The main debate, which will be hosted by right-leaning television channel Fox News and will begin at 9 p.m. EDT, saw the prime slot given to the top ten Republican candidates as ranked by five polls, including Bloomberg , CBS News , Fox News , Monmouth University and Quinnipiac University.
A lower-tier debate, likely organised to accommodate the raft of eclectic candidates, who have thus far entered the race, will include Indian-American Governor of Louisiana Bobby Jindal and former Texas Governor Rick Perry.
Mr. Trump, who topped the polls and is seen by some as a controversial candidate for, among other things, his strong views on immigration control and his off-the-cuff remarks on the Hispanic community, will literally be positioned front and centre for the evening’s main event.

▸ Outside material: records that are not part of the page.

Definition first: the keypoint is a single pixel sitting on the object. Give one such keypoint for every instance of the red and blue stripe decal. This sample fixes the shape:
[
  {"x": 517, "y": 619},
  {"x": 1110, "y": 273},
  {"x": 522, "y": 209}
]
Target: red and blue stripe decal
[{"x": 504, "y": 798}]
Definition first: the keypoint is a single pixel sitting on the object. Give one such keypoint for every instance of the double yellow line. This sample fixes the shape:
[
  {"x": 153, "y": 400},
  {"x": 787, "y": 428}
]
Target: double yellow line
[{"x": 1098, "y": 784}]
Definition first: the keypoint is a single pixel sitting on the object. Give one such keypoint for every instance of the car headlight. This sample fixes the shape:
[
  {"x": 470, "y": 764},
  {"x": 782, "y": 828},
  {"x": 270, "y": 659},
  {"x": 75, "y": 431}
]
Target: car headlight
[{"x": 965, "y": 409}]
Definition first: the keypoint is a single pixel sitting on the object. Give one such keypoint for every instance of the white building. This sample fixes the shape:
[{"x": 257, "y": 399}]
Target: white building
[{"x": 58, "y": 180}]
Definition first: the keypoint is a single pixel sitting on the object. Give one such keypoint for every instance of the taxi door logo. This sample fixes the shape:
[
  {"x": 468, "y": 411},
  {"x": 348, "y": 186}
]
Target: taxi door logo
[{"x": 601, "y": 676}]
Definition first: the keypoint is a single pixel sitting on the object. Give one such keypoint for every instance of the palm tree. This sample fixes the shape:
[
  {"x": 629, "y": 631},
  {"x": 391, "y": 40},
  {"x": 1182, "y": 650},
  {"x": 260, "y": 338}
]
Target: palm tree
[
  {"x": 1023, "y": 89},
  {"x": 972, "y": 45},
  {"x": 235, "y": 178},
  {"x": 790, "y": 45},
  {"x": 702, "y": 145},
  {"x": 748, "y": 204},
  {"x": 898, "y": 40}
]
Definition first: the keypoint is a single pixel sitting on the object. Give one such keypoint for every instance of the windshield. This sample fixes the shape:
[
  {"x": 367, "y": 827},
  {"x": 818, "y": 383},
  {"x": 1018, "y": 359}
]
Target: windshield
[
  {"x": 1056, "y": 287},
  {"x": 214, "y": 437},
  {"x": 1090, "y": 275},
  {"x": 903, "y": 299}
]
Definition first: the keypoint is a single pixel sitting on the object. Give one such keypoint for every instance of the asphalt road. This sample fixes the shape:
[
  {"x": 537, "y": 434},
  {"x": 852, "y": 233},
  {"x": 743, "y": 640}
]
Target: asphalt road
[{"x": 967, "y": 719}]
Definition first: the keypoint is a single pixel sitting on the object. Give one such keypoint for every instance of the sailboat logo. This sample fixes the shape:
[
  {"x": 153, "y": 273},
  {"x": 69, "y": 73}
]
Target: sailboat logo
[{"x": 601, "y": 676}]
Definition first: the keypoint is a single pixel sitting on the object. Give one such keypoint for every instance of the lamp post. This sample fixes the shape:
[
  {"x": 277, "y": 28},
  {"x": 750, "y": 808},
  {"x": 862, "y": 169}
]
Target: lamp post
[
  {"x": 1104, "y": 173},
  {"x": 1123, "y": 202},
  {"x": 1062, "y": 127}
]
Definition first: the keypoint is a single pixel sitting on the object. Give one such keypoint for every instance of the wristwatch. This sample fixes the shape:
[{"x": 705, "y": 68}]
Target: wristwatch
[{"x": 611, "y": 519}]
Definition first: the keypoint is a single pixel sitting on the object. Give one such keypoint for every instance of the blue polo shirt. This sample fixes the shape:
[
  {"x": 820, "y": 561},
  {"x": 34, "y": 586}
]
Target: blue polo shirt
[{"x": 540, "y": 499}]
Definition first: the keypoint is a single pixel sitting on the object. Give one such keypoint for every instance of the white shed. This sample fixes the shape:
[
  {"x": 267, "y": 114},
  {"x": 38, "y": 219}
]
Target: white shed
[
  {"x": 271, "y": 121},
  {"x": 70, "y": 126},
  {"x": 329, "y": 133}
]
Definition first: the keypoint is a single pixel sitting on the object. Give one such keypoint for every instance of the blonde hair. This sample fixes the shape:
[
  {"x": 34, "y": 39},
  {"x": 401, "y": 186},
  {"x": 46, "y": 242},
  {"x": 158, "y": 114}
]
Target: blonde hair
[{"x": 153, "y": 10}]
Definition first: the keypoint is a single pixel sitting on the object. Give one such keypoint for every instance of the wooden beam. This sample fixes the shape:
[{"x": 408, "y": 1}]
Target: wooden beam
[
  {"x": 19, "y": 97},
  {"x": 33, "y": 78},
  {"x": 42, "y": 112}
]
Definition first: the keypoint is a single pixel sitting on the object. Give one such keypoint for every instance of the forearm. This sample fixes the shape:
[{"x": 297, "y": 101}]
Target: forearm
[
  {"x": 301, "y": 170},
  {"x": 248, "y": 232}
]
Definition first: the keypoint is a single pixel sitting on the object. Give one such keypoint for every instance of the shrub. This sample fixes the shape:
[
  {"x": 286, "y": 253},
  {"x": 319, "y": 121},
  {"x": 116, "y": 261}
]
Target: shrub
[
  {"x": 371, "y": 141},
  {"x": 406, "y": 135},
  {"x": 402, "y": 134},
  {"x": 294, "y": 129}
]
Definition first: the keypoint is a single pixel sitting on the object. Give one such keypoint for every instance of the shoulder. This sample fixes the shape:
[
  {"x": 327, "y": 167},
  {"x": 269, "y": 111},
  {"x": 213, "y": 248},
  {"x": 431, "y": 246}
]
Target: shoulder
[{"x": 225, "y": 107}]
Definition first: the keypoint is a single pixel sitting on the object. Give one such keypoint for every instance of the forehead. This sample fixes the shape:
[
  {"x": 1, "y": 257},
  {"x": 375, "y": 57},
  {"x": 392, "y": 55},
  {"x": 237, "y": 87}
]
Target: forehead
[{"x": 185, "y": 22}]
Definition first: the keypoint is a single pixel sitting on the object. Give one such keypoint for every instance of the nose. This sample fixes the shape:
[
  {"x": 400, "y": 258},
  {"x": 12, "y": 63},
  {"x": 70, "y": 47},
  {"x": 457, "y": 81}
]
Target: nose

He will be flanked by former Florida Governor Jeb Bush, Wisconsin Governor Scott Walker, former Arkansas Governor Mike Huckabee, neurosurgeon Ben Carson, Texas Senator Ted Cruz, Florida Senator Marco Rubio, Kentucky Senator Rand Paul, New Jersey Governor Chris Christie and Ohio Governor John Kasich.
In the polls, Mr. Trump’s closest competitor was Mr. Bush, who trailed him by more than 10 points, making Mr. Trump the “default king the other Republicans will have to uncrown.”
In addition to Mr. Jindal and Mr. Perry, those who did not make the cut and had to be satisfied with the “undercard debate” at 5 p.m. EDT, were former Pennsylvania Senator Rick Santorum, sole woman candidate and former Hewlett Packard head Carly Fiorina, South Carolina Senator Lindsey Graham, former New York Governor George Pataki, and former Virginia Governor Jim Gilmore.
Similar to previous years’ debates, the candidates will be given one minute to answer questions posed to them, following which the moderators will select other candidates for 30 seconds for rebuttals.
As the co-host of the debate, Facebook will be given the opportunity to introduce a question at 15-minute intervals, possibly based on user inputs.
In the typical U.S. tradition, each of the two political parties will hold primary debates and pick a winner, after which a series of debates will pitch the two final candidates against each other in a closely-watched head-to-head debate nearer to the actual election in November 2016.